Two enormous black-and-white false eye spots on the pronotum mimic vertebrate predator eyes — birds approach, see the eyes, flinch, and abandon the attack.
Eastern Eyed Elater
Alaus oculatus
Two giant fake eye-spots on her back. 380g click-launch. Largest click beetle in eastern US.
Curated and rated by Sheriff Six-Legs and The Wild Pest field team · Six Legs Score™ (76/100, Outlaw tier) · Published Apr 25, 2026 · Updated Apr 28, 2026 · Released CC BY 4.0
The eastern eyed elater is the largest click beetle in eastern North America (45 mm) and one of the most spectacular insect 'eye-spot' species — two enormous black-and-white false eye spots on the dorsal pronotum that dwarf the actual head and create a dramatic startle display when birds approach. Like all click beetles, the species can launch herself into the air with an audible CLICK by snapping a peg-and-cup mechanism between her thorax segments — the launch acceleration exceeds 380g. Larvae are predators of wood-boring beetle grubs, especially under the bark of dying oaks.

Field guide
5 wild facts on file
Click-launch acceleration exceeds 380g — among the highest g-forces in the animal kingdom.
Eastern eyed elater is the largest click beetle in eastern North America — 30-45 mm body length.

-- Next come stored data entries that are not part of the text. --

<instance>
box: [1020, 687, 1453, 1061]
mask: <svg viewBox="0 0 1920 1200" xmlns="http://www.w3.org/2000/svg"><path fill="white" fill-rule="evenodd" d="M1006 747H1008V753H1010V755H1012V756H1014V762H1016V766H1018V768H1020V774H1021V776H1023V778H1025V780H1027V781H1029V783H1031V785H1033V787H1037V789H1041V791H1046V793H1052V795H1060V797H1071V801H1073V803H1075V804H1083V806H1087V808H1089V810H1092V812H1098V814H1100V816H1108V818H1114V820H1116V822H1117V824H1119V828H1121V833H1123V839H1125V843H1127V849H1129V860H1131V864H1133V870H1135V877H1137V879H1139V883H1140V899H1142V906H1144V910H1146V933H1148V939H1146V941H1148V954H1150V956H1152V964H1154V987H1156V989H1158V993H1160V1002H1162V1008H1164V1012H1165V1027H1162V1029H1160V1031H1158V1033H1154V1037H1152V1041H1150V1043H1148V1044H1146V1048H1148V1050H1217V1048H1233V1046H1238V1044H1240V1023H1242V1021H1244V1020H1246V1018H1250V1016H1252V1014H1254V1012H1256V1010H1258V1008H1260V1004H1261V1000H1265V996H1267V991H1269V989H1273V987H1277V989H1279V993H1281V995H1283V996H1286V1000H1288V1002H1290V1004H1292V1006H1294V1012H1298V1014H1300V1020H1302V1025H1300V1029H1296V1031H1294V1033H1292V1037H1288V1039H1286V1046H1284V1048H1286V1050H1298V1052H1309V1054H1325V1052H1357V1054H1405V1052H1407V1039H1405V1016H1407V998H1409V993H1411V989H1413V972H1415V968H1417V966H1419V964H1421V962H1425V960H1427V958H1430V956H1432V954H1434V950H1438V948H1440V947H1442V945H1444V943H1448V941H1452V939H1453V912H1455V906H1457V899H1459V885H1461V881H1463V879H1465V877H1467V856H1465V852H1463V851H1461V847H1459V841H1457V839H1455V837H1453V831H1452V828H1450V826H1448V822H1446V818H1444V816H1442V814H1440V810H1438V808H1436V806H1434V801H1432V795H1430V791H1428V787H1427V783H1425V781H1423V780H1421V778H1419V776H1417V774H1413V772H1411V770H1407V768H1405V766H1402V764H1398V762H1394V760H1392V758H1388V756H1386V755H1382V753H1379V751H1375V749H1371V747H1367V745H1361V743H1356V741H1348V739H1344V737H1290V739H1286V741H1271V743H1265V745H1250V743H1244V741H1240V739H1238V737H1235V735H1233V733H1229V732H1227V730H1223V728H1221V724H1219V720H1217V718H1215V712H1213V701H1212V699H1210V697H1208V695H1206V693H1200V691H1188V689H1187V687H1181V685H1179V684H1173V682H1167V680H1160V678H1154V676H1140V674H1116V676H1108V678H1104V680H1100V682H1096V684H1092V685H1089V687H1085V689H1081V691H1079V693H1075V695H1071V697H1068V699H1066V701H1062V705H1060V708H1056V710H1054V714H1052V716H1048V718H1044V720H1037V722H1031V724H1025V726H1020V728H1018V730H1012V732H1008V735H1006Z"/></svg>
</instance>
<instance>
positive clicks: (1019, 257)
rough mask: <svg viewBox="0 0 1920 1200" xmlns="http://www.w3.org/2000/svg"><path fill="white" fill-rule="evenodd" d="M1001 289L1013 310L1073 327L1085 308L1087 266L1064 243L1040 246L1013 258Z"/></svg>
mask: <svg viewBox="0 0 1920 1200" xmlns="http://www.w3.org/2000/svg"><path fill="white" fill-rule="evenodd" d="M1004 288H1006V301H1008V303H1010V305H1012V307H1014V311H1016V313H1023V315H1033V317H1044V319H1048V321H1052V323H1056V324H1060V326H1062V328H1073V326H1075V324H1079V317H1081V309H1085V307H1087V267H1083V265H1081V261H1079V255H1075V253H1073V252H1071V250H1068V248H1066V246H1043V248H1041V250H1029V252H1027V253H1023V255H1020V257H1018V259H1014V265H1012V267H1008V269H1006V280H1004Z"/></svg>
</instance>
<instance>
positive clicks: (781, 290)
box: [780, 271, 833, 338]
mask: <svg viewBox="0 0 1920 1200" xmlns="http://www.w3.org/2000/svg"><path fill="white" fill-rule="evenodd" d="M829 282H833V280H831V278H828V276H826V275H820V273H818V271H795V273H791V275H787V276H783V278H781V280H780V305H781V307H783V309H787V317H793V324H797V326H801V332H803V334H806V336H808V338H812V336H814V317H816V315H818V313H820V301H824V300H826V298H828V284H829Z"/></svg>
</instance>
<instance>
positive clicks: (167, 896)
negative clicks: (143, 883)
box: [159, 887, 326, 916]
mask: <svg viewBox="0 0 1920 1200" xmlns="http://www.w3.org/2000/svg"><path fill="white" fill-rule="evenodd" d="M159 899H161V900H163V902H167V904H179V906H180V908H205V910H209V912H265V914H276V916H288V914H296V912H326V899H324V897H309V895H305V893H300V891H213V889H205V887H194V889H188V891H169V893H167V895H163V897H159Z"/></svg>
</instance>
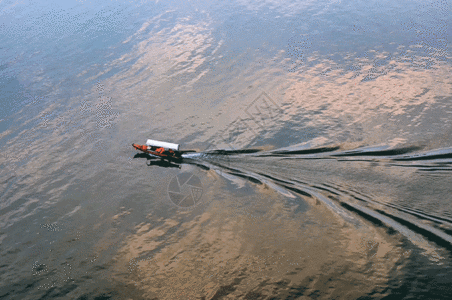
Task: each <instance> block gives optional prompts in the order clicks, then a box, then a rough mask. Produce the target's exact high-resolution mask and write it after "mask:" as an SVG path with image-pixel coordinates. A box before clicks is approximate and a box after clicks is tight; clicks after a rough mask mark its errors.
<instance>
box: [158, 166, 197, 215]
mask: <svg viewBox="0 0 452 300" xmlns="http://www.w3.org/2000/svg"><path fill="white" fill-rule="evenodd" d="M167 191H168V197H169V199H170V200H171V202H172V203H173V204H174V205H176V206H177V207H180V208H189V207H193V206H196V205H197V204H198V203H199V202H200V201H201V196H202V191H203V190H202V184H201V180H200V179H199V178H198V176H196V175H195V174H193V173H191V172H183V173H180V174H178V175H176V176H174V177H173V178H172V179H171V181H170V183H169V184H168V190H167Z"/></svg>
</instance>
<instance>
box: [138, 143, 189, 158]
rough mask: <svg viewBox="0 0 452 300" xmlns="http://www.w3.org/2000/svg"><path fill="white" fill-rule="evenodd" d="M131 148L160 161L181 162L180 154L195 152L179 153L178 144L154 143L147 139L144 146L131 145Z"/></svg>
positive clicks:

Larvae are voracious predators of wood-boring beetle grubs (Cerambycidae, Buprestidae) inside dying oaks — important biological control of forest pest beetles.
The click sound is produced by a hinged peg-and-cup mechanism between the prothorax and mesothorax — used for self-righting and defensive startle.
The eastern eyed elater is one of the most-photographed beetles in eastern US natural-history media because of the dramatic eye spots and the audible click defense. The species is a flagship demonstration of insect predator-deterrent mimicry and is regularly featured in nature documentary segments on insect defense.